ED given a bad rap

Published

ENA posted this on an online social networking site: Hospital's ER sign a farce

This article quite upset me, and I'm planning a response to the writer. Ironically, I had meeting on EMTALA at work today. It reminded me why proper triage is so incredibly important to ensure those proper medical screenings. Also reminded me, not surprisingly, why dental pain (unless airway obstruction is of concern) is triaged so low.

Thoughts?

why don't ER docs give a shot of Novocain or lidaine? It gives immediate short-term relief and no pills involved. I have seen ER pts who over-dosed on Tylenol trying to get pain relief from a tooth ache.

Specializes in ER, Trauma.

You could inspire the patient to not get their antibiotics filled, or followup as instructed to save $ now that they're comfortable. They come back 2 days later much worse.

I've seen marcaine given, but the patients are carefully chosen.

Had a patient I was discharging get mad because the doc only gave her 6 vicodin. She explained that 3 months ago she was in for the same tooth and they gave her 10 vicodin! Grrrrrr!!

Dentists need to address weekend tooth aches. It's their specialty and why should they always get weekends off?

Specializes in ED/trauma.
I also had to go to the ER for an abscessed tooth. Being an RN I know the bad feelings ER staff have for people with tooth complaints. Drug seekers frequently present to the ER with similar complaints. On Saturday afternoon after calling every dentist in the phone book, I broke down and went to the ER. I didn't have to wait 5 hours, but I was treated with disdain by everyone I came in contact with. I deliberately refused pain meds. I repeatedly said, "I just need some antibiotics." Not one person believed my story, even though my face was obviously swollen. I'm a nurse, and I was shocked at the way I was treated.

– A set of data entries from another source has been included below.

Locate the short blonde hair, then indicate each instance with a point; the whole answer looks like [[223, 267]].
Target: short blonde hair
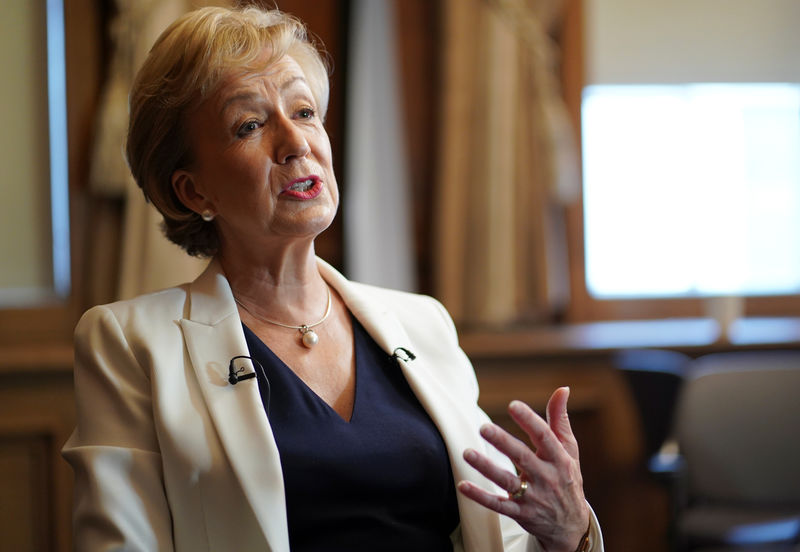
[[185, 66]]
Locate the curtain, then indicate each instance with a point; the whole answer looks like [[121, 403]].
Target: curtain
[[377, 218], [509, 165], [148, 260]]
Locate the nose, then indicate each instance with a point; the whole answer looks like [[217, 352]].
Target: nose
[[290, 141]]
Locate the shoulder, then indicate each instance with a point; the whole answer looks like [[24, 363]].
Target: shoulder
[[150, 310]]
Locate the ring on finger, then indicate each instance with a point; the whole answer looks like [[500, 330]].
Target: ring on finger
[[520, 492]]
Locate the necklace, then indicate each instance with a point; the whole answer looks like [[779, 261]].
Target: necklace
[[308, 336]]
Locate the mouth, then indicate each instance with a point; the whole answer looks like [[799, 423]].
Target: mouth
[[306, 187]]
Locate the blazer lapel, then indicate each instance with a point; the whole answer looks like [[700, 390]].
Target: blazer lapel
[[213, 335], [480, 527]]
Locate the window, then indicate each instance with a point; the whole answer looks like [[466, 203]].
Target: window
[[691, 189]]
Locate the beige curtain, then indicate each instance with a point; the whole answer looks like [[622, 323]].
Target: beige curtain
[[148, 260], [509, 164]]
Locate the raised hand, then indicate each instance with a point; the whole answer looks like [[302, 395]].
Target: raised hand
[[546, 496]]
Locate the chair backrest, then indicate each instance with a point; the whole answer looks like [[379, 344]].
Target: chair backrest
[[738, 426], [654, 378]]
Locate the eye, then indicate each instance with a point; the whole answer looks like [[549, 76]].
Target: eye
[[306, 113], [248, 128]]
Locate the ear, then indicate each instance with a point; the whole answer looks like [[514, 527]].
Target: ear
[[184, 186]]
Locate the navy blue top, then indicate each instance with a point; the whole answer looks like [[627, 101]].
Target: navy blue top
[[381, 481]]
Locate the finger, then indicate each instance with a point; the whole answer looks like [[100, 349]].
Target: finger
[[548, 447], [518, 452], [501, 477], [558, 420], [500, 504]]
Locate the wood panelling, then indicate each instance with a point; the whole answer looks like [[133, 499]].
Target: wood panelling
[[37, 415]]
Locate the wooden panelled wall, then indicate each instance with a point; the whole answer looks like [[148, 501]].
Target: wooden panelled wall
[[36, 410]]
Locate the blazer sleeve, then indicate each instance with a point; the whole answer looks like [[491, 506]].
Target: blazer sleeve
[[515, 539], [119, 498]]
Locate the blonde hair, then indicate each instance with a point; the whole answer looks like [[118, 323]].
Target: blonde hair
[[185, 66]]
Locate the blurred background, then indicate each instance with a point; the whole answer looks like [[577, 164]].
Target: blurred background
[[605, 194]]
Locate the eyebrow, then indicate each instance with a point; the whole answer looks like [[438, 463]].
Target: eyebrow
[[254, 96]]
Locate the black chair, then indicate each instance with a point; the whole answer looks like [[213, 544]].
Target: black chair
[[738, 432]]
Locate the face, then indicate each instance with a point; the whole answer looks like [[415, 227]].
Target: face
[[262, 159]]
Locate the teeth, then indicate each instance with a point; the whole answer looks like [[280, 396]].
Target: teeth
[[302, 186]]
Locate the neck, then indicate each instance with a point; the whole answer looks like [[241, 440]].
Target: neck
[[283, 285]]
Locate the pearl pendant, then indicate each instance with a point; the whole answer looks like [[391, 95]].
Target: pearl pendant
[[310, 338]]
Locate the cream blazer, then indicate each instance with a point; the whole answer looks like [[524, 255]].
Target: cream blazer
[[169, 456]]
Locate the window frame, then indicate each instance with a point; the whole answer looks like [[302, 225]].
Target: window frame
[[583, 307]]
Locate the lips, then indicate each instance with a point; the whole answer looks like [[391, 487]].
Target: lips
[[306, 187]]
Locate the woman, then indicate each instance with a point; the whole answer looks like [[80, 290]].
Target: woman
[[272, 403]]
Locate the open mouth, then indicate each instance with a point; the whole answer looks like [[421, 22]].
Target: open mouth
[[302, 185], [307, 187]]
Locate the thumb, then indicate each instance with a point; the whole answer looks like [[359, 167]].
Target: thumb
[[558, 420]]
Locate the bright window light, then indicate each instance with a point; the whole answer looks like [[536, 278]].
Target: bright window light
[[691, 190]]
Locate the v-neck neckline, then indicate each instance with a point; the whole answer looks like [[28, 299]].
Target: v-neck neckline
[[306, 388]]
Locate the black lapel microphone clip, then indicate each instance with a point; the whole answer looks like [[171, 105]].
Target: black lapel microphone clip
[[401, 353], [233, 377]]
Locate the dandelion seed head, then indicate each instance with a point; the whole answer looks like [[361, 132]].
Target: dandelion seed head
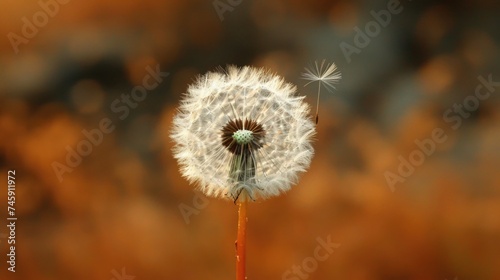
[[242, 129]]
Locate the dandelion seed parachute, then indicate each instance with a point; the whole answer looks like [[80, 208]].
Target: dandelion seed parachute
[[242, 129]]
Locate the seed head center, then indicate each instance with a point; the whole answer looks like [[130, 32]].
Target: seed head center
[[243, 136]]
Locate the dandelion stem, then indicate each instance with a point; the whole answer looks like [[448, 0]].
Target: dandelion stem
[[241, 240]]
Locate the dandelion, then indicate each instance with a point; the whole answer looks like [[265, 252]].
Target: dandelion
[[324, 74], [242, 134]]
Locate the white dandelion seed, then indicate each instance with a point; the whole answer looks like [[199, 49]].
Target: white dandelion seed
[[244, 129], [324, 74]]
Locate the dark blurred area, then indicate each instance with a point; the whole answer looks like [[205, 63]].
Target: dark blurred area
[[88, 90]]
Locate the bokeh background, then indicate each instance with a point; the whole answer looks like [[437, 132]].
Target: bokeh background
[[118, 211]]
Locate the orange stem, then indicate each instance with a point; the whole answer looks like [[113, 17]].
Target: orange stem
[[241, 241]]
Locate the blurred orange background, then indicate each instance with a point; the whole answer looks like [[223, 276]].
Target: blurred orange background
[[117, 213]]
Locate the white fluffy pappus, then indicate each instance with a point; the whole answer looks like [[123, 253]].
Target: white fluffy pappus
[[242, 129]]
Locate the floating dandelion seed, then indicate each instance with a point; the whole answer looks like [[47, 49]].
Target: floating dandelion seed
[[242, 130], [323, 74]]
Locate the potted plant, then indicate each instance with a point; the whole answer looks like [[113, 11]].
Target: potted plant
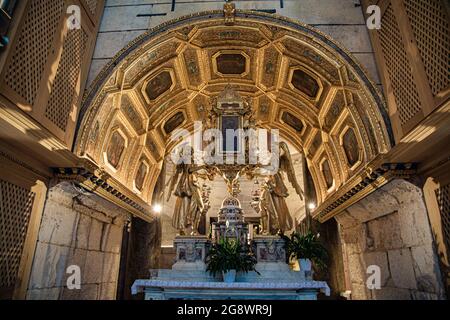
[[306, 248], [229, 257]]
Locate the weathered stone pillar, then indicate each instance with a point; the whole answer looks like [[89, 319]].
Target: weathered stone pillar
[[390, 229], [79, 229]]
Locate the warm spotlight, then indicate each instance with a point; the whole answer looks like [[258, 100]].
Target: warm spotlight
[[157, 208], [311, 206]]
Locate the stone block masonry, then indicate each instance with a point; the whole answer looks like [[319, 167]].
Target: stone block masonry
[[390, 229], [81, 229]]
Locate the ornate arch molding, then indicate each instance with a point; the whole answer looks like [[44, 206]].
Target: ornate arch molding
[[288, 47]]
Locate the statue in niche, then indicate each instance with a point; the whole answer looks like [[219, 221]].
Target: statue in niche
[[189, 205], [275, 216]]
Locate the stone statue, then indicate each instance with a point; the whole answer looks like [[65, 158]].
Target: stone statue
[[189, 205], [275, 216]]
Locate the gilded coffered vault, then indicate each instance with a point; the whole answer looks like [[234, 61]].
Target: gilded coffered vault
[[298, 80]]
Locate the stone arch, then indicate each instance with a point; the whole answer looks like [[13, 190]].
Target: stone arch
[[289, 66]]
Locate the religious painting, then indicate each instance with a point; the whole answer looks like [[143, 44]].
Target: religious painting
[[231, 63], [140, 176], [158, 85], [305, 83], [131, 113], [230, 142], [174, 122], [327, 174], [351, 148], [334, 112], [115, 149], [292, 121], [315, 145]]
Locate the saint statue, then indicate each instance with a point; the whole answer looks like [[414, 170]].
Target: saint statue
[[189, 205], [275, 216]]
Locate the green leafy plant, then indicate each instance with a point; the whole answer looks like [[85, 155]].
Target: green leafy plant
[[229, 255], [306, 246]]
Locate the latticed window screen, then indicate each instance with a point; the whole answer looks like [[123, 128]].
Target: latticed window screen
[[443, 197], [64, 90], [430, 25], [15, 210], [34, 43], [398, 68]]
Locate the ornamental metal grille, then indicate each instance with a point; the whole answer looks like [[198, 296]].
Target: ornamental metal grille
[[430, 25], [443, 198], [398, 68], [15, 210], [34, 44]]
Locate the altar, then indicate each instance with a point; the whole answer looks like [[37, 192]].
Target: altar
[[189, 280], [204, 290], [193, 276]]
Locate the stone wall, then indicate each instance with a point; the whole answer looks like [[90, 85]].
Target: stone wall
[[390, 229], [341, 19], [77, 228]]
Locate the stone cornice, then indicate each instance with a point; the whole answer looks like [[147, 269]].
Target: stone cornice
[[362, 185], [104, 185]]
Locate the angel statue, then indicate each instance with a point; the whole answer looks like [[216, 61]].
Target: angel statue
[[275, 216], [189, 205]]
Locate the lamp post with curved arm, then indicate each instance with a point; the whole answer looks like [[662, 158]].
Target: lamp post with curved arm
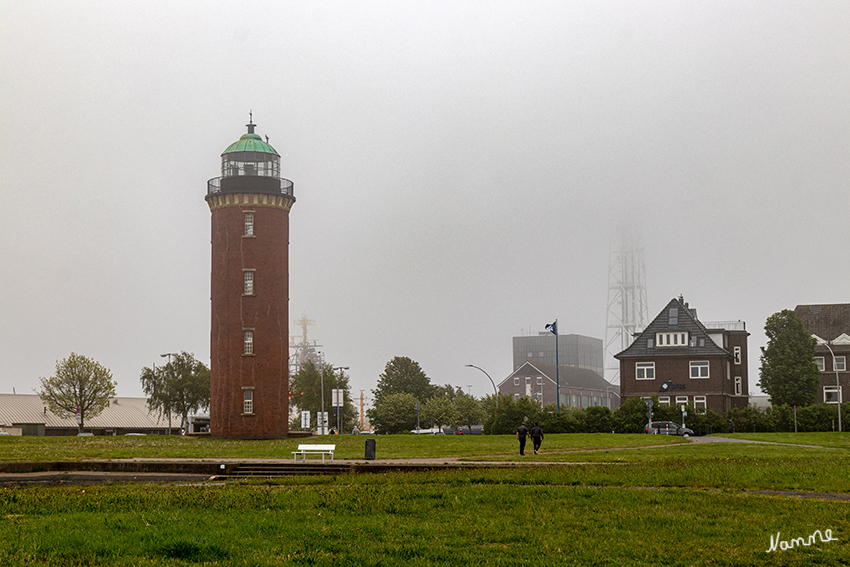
[[495, 391]]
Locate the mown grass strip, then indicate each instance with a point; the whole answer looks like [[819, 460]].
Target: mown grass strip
[[348, 446], [452, 518]]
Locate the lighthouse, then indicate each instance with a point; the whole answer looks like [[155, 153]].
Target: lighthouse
[[249, 338]]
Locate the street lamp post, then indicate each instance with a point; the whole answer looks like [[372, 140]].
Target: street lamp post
[[340, 399], [167, 407], [495, 391], [837, 383]]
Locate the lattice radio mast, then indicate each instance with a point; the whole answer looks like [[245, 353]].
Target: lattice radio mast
[[628, 310]]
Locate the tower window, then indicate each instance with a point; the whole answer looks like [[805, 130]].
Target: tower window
[[248, 342], [248, 400]]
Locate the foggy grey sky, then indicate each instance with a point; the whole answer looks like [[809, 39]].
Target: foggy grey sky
[[460, 168]]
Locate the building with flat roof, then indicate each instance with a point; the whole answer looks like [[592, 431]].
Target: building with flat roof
[[580, 388], [120, 417]]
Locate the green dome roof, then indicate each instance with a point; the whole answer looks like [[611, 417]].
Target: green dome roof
[[250, 142]]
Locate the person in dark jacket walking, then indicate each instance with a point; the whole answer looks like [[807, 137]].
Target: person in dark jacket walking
[[521, 434], [536, 437]]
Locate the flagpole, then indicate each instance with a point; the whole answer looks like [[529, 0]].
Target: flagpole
[[553, 328], [557, 369]]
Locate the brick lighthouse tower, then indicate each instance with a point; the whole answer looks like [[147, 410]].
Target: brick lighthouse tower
[[249, 340]]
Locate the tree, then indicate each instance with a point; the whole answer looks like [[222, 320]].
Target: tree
[[395, 413], [403, 375], [441, 410], [306, 390], [80, 385], [182, 386], [788, 371]]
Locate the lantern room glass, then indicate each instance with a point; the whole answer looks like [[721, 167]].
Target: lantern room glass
[[260, 164]]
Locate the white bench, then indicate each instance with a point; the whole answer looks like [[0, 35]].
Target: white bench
[[314, 449]]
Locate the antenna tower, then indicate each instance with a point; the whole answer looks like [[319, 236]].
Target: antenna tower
[[303, 349], [628, 311]]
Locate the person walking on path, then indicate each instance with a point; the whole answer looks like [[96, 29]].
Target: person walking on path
[[536, 437], [521, 433]]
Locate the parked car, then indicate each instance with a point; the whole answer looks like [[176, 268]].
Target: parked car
[[667, 428]]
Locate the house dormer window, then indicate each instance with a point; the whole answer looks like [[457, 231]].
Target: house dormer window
[[668, 338]]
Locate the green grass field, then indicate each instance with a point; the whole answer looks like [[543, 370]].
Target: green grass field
[[348, 446], [677, 504]]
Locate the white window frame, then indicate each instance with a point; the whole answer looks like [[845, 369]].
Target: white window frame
[[671, 339], [247, 401], [248, 342], [702, 368], [832, 390], [647, 368], [248, 282]]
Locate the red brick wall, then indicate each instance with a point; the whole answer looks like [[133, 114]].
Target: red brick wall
[[266, 312], [717, 388]]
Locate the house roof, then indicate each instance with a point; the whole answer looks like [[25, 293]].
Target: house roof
[[686, 321], [826, 321], [568, 376], [126, 413]]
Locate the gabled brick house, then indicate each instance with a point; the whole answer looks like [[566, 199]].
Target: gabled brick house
[[829, 324], [686, 362]]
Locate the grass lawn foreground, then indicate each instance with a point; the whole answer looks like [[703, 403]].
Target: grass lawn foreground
[[677, 504]]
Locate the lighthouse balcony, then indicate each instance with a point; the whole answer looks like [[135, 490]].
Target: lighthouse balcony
[[250, 184]]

If my face had not been swollen the bad treatment may have been understandable.

If I had demanded pain meds, and been specific about my drug of choice, the bad treatment may have been understandable.

I have a mouth full of crowns, bridges, fillings. I obviously go for routine dental exams. And yet I was treated like a scummy drug addict.

My complaint is not that I was seen last. Or even that I was made to wait. I expected that. I just never expected to be treated with that level of disrespect from a fellow nurse.

Agreed. My ED deals with a population that routinely does not get preventive care - including dental issues. I'm not grouping you into this category, simply saying that you should have been given something. We routinely give abx - at least a Rx, IM if it's bad enough + a Rx. I had one pt yesterday AM who developed a golf ball on his face in 1 day. Gave him IV abx. You deserved AT LEAST a Rx!

Specializes in ED/trauma.
What I took away from that article was that the author really didn't have a clue why the other people were there, which is as it should be ... HIPPA HIPPA hooray. Ha ha. If I got upset over every single complaint/article about nonemergent patients made to wait, I'd never smile again. He's also no so bright for insinuating that somehow, ERs earn more money if we keep patients in the ER longer ("overnight admission$"). Ummmm ... quite the opposite. Why else would ERs be trying to reduce door-to-discharge times? I know! So we can free up beds to see more patients. Durrrr. :D

Good call. I'm newer to ER (than nursing overall), and I've yet to read an article this insulting. My hope was to knock *some* sense into that fool. That said, yes... HIPPA hooray :yeah:

Specializes in ED/trauma.
I don't know how many times someone has walked to me at triage and said "I've been waiting for 2 hours now,.and I've seen people go back who are no sicker than I am." Really? and just how do you know that? This statement always infuriates me.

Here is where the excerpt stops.